# jaxb binding nach set



## mariopetr (3. Aug 2003)

hallo,

weis jemand wie man ein (java)Set als binding fuer jaxb einstellt?

problem ist folgendes (jaxbNS ist importiert (jxb)):

[..]
<xs:complexType name="foo">
	<xs:sequence>
		<xs:element name="bar" type="xs:string" minOccurs="0" maxOccurs="unbounded"/>
	</xs:sequence>
</xs:complexType>
[..]

wenn man das nun mit annotation::appinfo::jaxroperty collectionClass compiliert, kann man wirklich nur collections nehmen (da der member mit einer ListBindingFactory erzeugt wird).
wie bekomme ich es (auch xs konform)hin, das es ein set wird?

ps: codeformatierung und tabbs waeren nicht schlecht, geht aber eher nicht (nein, mit html hacke ich das jetzt nicht ein *g*)


----------



## stev.glasow (4. Aug 2003)

oh lala -  :?:  :?:  :?: -  :roll:


----------



## mariopetr (4. Aug 2003)

wie meinen?


----------



## stev.glasow (4. Aug 2003)

was ist jaxb ?
kannst du kurz erklären ?


----------



## mariopetr (4. Aug 2003)

hallo,

naja, das ist die java xml binding architecture. mann kann damit aus einem xsd (xml schema) ein paar javaklassen generieren, die einem das speichern nach und laden von xml erlauben. quasi jaxp ohne das man etwas selber machen muss.leider kann man jaxb nicht mehr einzelnen downlowden, sondern mus sich das jwsdp (java web services developers pack) vom sunserver ziehen. wenn es dich interessiert, schaue mal nach http://java.sun.com/xml/jaxb/users-guide/, da ist es sehr ausfuehrlich erklaert.


----------



## stev.glasow (4. Aug 2003)

kannst du mir mal ein beispiel nennen wo man das brauch(kann das nicht so nachvollziehen) - vielleicht das woran du gerade arbeitest oder beschäftigst du dich erstmal nur zu lernzwecken damit.


----------



## mariopetr (4. Aug 2003)

hallo,

nehmen wir mal an, du willst einen kleinen server schreiben, der alle mitglieder anbietet. da du kompatibel bleiben willst,willst du die daten als xml ausgeben (kann man dann mit xslt nach html und sonstwas umbauen, also ganz nett).

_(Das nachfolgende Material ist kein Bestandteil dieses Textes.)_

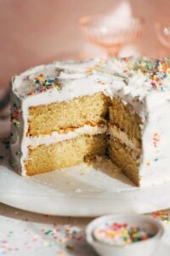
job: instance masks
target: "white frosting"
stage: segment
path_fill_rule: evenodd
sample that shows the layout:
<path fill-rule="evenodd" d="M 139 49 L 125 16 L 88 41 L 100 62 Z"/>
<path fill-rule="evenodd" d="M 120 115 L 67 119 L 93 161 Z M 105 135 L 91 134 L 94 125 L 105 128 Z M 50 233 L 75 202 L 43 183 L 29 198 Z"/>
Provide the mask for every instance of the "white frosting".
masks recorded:
<path fill-rule="evenodd" d="M 170 180 L 170 71 L 166 71 L 166 76 L 163 77 L 163 72 L 159 73 L 162 66 L 156 66 L 157 62 L 153 61 L 153 67 L 150 67 L 147 64 L 150 64 L 150 61 L 134 57 L 125 60 L 56 61 L 33 67 L 14 77 L 12 83 L 12 102 L 16 102 L 17 107 L 21 108 L 20 127 L 12 125 L 12 151 L 16 168 L 24 172 L 23 162 L 27 157 L 26 152 L 28 145 L 66 139 L 70 136 L 79 134 L 79 131 L 86 132 L 84 127 L 67 135 L 54 133 L 51 137 L 28 138 L 26 134 L 28 129 L 28 109 L 31 106 L 69 101 L 74 97 L 103 92 L 110 97 L 120 96 L 123 102 L 133 107 L 133 111 L 142 119 L 142 154 L 139 167 L 141 185 Z M 167 60 L 167 65 L 168 61 Z M 37 85 L 32 81 L 41 73 L 51 79 L 57 78 L 60 90 L 53 86 L 42 93 L 36 90 Z M 153 76 L 156 76 L 156 80 L 158 78 L 156 85 Z M 32 90 L 36 90 L 36 93 L 31 96 Z M 99 132 L 94 131 L 95 129 L 98 130 L 95 127 L 87 129 L 89 129 L 89 133 Z M 155 136 L 156 146 L 153 143 L 155 133 L 157 134 Z M 19 143 L 16 143 L 17 139 Z M 124 137 L 123 139 L 127 138 Z M 127 143 L 134 147 L 129 141 Z M 16 155 L 16 151 L 21 152 Z"/>

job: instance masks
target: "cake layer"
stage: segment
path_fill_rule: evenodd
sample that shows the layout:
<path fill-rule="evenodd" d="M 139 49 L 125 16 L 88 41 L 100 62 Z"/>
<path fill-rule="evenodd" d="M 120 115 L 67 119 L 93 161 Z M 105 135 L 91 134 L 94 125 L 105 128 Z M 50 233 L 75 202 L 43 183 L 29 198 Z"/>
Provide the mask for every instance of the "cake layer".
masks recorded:
<path fill-rule="evenodd" d="M 109 140 L 109 156 L 122 172 L 136 185 L 139 185 L 139 153 L 128 148 L 116 137 L 110 137 Z"/>
<path fill-rule="evenodd" d="M 139 142 L 135 137 L 129 138 L 128 134 L 117 128 L 115 125 L 108 125 L 107 133 L 111 137 L 115 137 L 119 139 L 122 143 L 126 144 L 128 148 L 138 151 L 139 153 L 141 152 L 141 148 L 139 146 Z M 140 145 L 141 146 L 141 145 Z"/>
<path fill-rule="evenodd" d="M 133 108 L 119 98 L 113 98 L 109 107 L 110 123 L 127 133 L 137 148 L 141 148 L 141 119 Z"/>
<path fill-rule="evenodd" d="M 78 165 L 88 158 L 106 154 L 105 135 L 82 135 L 49 145 L 29 148 L 25 161 L 27 175 Z"/>
<path fill-rule="evenodd" d="M 109 99 L 103 93 L 31 107 L 27 136 L 65 133 L 84 125 L 105 123 Z"/>

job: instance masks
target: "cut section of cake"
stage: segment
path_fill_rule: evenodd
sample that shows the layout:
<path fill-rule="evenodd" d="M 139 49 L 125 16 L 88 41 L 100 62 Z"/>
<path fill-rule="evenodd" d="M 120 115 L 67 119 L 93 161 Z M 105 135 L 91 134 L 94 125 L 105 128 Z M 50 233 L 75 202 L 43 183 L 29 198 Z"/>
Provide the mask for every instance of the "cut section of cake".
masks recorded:
<path fill-rule="evenodd" d="M 12 79 L 11 153 L 34 175 L 109 157 L 136 185 L 170 180 L 169 59 L 56 61 Z"/>

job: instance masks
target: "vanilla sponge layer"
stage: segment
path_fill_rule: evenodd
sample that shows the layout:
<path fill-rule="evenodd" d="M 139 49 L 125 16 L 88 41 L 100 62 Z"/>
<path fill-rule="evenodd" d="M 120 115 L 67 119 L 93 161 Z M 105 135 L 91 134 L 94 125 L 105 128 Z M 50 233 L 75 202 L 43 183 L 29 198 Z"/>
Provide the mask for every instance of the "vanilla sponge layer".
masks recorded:
<path fill-rule="evenodd" d="M 66 133 L 84 125 L 96 125 L 105 122 L 109 98 L 99 92 L 29 108 L 27 136 Z"/>
<path fill-rule="evenodd" d="M 139 154 L 138 151 L 111 136 L 109 139 L 109 157 L 113 163 L 122 168 L 127 177 L 136 185 L 139 185 Z"/>
<path fill-rule="evenodd" d="M 109 122 L 125 132 L 137 148 L 141 148 L 141 119 L 132 106 L 122 102 L 120 98 L 113 98 L 109 107 Z"/>
<path fill-rule="evenodd" d="M 82 135 L 49 145 L 30 148 L 25 168 L 30 176 L 78 165 L 88 159 L 105 154 L 105 135 Z"/>

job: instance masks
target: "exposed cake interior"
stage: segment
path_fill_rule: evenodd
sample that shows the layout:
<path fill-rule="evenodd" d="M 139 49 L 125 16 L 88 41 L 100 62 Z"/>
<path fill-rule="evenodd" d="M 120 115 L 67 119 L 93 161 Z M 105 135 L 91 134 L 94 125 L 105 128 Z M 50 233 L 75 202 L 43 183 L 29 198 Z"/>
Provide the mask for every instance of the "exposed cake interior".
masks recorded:
<path fill-rule="evenodd" d="M 86 125 L 107 125 L 94 134 L 29 147 L 25 161 L 27 175 L 53 171 L 85 161 L 89 157 L 108 154 L 114 164 L 139 185 L 139 160 L 141 151 L 140 119 L 132 106 L 120 98 L 110 100 L 103 93 L 74 98 L 69 102 L 31 107 L 28 137 L 45 137 L 54 131 L 76 132 Z"/>

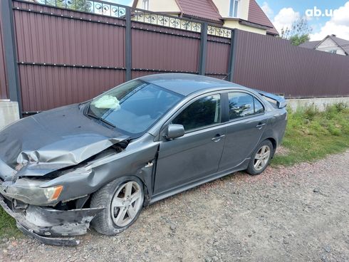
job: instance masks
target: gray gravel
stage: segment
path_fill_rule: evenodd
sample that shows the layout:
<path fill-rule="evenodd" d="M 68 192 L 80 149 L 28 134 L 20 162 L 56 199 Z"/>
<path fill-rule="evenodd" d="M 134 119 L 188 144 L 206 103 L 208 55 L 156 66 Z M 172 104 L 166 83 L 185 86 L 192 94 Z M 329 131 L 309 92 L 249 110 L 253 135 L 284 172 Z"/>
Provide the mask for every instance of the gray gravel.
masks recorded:
<path fill-rule="evenodd" d="M 236 173 L 143 210 L 115 237 L 78 247 L 0 239 L 0 261 L 349 261 L 349 151 Z"/>

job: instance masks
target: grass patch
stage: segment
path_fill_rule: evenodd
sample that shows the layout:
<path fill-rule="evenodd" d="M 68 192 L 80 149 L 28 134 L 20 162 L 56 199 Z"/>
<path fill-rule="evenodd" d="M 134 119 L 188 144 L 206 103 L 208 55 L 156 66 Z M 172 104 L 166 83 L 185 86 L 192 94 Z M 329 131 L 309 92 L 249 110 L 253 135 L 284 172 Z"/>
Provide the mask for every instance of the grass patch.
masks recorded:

normalerweise wuerdes du per hand das file generieren, der (java)client mueste dann per hand durchgehen und es auseinanderfickeln.

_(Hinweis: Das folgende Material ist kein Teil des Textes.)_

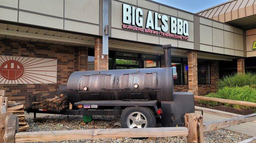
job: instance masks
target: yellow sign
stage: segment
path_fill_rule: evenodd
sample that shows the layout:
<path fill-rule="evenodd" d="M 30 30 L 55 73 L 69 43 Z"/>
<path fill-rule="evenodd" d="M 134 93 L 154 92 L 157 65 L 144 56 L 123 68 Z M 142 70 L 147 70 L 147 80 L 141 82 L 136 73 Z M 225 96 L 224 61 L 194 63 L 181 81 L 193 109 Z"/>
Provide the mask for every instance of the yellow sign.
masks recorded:
<path fill-rule="evenodd" d="M 253 50 L 256 49 L 256 41 L 253 42 Z"/>

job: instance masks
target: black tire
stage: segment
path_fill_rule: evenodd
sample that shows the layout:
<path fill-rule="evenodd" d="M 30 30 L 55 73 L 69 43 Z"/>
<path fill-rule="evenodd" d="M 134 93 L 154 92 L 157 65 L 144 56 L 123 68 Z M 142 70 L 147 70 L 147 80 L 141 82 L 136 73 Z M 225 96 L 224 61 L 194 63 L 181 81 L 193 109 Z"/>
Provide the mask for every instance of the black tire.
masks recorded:
<path fill-rule="evenodd" d="M 142 113 L 146 119 L 147 125 L 146 126 L 144 126 L 144 128 L 154 128 L 156 126 L 157 123 L 156 117 L 149 108 L 128 107 L 124 110 L 121 115 L 121 123 L 122 128 L 129 128 L 127 121 L 128 118 L 131 114 L 134 112 L 139 112 Z"/>

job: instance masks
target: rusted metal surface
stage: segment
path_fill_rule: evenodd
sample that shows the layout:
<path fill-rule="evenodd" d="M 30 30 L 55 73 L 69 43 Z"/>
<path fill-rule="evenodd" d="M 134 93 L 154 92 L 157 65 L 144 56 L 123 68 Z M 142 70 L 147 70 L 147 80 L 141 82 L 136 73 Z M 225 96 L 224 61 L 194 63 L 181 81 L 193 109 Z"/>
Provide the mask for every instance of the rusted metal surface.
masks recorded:
<path fill-rule="evenodd" d="M 83 100 L 172 101 L 172 67 L 75 72 L 67 82 L 68 96 L 72 103 Z"/>

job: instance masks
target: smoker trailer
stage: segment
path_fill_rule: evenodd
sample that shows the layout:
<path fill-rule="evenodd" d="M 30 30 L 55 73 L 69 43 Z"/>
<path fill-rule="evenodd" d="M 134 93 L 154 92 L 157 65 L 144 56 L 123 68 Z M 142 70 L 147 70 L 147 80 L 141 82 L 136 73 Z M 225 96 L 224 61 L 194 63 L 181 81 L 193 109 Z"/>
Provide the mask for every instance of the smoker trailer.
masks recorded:
<path fill-rule="evenodd" d="M 121 116 L 122 128 L 184 126 L 185 114 L 195 112 L 194 95 L 173 92 L 171 50 L 164 55 L 164 68 L 75 72 L 67 91 L 31 97 L 27 112 Z"/>

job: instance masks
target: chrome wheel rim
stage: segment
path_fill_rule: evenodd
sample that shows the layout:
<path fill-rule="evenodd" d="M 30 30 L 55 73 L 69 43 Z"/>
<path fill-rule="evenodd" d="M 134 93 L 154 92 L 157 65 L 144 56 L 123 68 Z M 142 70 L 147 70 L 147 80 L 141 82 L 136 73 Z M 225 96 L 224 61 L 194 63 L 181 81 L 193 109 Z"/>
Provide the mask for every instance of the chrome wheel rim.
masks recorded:
<path fill-rule="evenodd" d="M 129 128 L 143 128 L 147 127 L 148 121 L 143 114 L 134 112 L 128 116 L 127 124 Z"/>

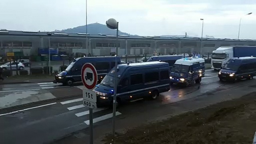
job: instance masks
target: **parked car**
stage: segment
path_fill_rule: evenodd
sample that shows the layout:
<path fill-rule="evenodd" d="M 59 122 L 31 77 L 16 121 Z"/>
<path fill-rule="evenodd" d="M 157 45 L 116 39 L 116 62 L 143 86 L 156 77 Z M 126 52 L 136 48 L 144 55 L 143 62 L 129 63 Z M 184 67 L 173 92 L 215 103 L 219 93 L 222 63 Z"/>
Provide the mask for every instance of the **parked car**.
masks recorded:
<path fill-rule="evenodd" d="M 24 64 L 25 66 L 29 66 L 30 62 L 28 59 L 21 59 L 17 60 L 17 62 L 19 62 Z"/>
<path fill-rule="evenodd" d="M 12 64 L 12 69 L 16 69 L 16 63 L 15 62 L 11 62 Z M 18 63 L 18 69 L 22 70 L 24 69 L 24 68 L 25 67 L 25 66 L 21 62 L 19 62 Z M 3 65 L 1 65 L 1 68 L 3 68 L 3 70 L 6 70 L 6 69 L 11 69 L 11 66 L 10 65 L 10 62 L 8 62 L 7 63 L 6 63 Z"/>

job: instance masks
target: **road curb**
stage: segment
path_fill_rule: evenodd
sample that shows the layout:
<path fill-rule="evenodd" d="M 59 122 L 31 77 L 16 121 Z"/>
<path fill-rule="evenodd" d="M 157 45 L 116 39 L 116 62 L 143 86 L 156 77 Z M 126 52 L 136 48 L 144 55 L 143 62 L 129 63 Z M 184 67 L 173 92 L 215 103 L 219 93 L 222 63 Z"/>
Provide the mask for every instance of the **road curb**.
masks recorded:
<path fill-rule="evenodd" d="M 53 98 L 50 98 L 47 100 L 41 100 L 38 101 L 35 101 L 32 103 L 26 103 L 25 104 L 21 104 L 15 106 L 9 107 L 6 107 L 2 109 L 0 109 L 0 114 L 7 113 L 15 111 L 19 111 L 21 109 L 24 109 L 31 107 L 31 106 L 37 106 L 42 104 L 46 104 L 47 103 L 57 101 L 60 100 L 65 100 L 71 98 L 75 98 L 81 97 L 82 97 L 81 94 L 75 96 L 69 96 L 65 97 L 56 97 Z"/>

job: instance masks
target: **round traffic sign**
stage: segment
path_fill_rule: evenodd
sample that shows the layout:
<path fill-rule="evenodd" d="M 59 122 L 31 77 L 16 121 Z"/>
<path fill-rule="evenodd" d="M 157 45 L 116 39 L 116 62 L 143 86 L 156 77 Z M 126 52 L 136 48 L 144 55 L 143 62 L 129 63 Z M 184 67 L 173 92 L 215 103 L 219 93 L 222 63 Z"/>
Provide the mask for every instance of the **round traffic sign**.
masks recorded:
<path fill-rule="evenodd" d="M 96 69 L 90 63 L 86 63 L 82 67 L 81 71 L 82 82 L 87 89 L 94 89 L 97 84 L 98 75 Z"/>

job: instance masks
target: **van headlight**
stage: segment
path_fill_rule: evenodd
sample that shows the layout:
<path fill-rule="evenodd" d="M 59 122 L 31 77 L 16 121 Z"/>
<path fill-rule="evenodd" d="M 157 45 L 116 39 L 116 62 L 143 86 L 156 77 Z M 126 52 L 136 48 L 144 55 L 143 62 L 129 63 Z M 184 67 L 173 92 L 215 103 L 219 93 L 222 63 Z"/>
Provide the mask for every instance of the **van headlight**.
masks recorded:
<path fill-rule="evenodd" d="M 230 76 L 232 77 L 232 76 L 234 76 L 234 75 L 235 75 L 235 73 L 232 73 L 230 75 Z"/>
<path fill-rule="evenodd" d="M 103 99 L 103 100 L 107 100 L 109 98 L 107 97 L 103 97 L 102 96 L 100 97 L 100 98 L 101 99 Z"/>

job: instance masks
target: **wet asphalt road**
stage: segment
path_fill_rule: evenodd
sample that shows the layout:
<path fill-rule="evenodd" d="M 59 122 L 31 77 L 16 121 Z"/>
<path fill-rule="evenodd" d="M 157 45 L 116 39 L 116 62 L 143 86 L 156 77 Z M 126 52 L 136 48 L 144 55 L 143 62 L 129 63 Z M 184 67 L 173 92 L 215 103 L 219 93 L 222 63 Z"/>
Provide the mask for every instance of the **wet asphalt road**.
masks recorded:
<path fill-rule="evenodd" d="M 253 81 L 250 82 L 253 82 Z M 160 96 L 155 100 L 146 99 L 126 104 L 118 109 L 117 115 L 118 115 L 117 119 L 125 119 L 129 116 L 134 116 L 138 114 L 141 116 L 138 117 L 138 119 L 143 116 L 143 115 L 145 115 L 144 118 L 146 118 L 149 113 L 151 113 L 151 117 L 155 115 L 156 118 L 158 116 L 157 113 L 154 113 L 154 111 L 163 106 L 169 106 L 170 104 L 183 100 L 193 99 L 206 93 L 224 90 L 234 86 L 239 87 L 241 85 L 246 84 L 244 82 L 234 84 L 221 82 L 217 77 L 217 72 L 207 71 L 201 84 L 187 88 L 172 86 L 169 91 L 162 93 Z M 28 88 L 50 89 L 52 91 L 62 90 L 63 93 L 65 93 L 65 91 L 69 88 L 59 85 L 5 85 L 0 87 L 0 94 L 4 93 L 4 91 L 26 90 Z M 88 127 L 88 109 L 82 105 L 81 99 L 71 99 L 61 102 L 53 102 L 50 103 L 49 105 L 43 106 L 40 107 L 13 114 L 0 115 L 1 143 L 47 143 Z M 94 126 L 100 127 L 106 126 L 106 125 L 111 125 L 112 112 L 112 110 L 107 108 L 97 109 L 93 115 Z M 134 122 L 140 120 L 136 118 L 133 120 Z M 145 120 L 147 119 L 142 120 Z"/>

also schreibst du ein xsd (hast du auch glecih die sicherheit des validierens, die rundrumdeclaration lasse ich mal weg , xsd ist der namespace duer xsd vom w3c)

[..]

<xsd:comlexType name="User">
  <xsd:sequence>
     <xsd:element name="id" type="xsd:int/>
     <xsd:element name="Name" type="xsd:string/>
     <xsd:element name="email" "type=xsd:string"/>
     <xsd:element name="comments" "type=xsd:int"/>
     <xsd:element name="confirmDate" "type=xsdate"/>
   </xsd:sequence>
</xsd:comlexType>

<xsd:complexType name="UserList">
  <xsd:sequence>
    <xsd:element name="user" type="user" minOccurs="0" maxOcuurs="unbounded"/>
    <xsd:element name="lastUser" type="xsd:int"/>
  </xsd:sequence>
</xsd:complexType>

<xsd:element name="Content" type="userList"/>

um das xml zu erstellen, reicht jetzt das xsd zu compiliernen und im code dann so oder aehnlich die liste zu erzeugen

[..]
JAXBContext context=JAXBContext.newInstance("packagename");
UserList list=ObjectFactory.newUserList();
User user=ObjectFactory.newUser();
user.setName("name");
user.setID(1);
.
.
.
list.getUser().add(user);
list.setLastUser(user.getID());

Marshaller m=context.createMarshaller();
m.marshal(list,[OutputStream | File | Documebt | ...]);

fuer fehler in source oder xsd hafte ich nicht, hier gibt es kein autocomplet *g*
um dann das xml zu unmarshallen geht es noch einfacher

JAXBContext context=JAXBContext.newInstance("packagename");
UnMarshaller m=context.createUnMarshaller();
UserList list(UserList)m.unmarshal([File | Document | InputStream | ...]);

im vergleich zu sax per hand ein echter fortschritt (stell dir das mal mit ein paar hundert objekten vor).
zudem kannst du (wenn du willst) immer (automatisch) gegen das xsd validieren, so das du mitbekommst wenn du falsche daten lesen oder schreiben willst.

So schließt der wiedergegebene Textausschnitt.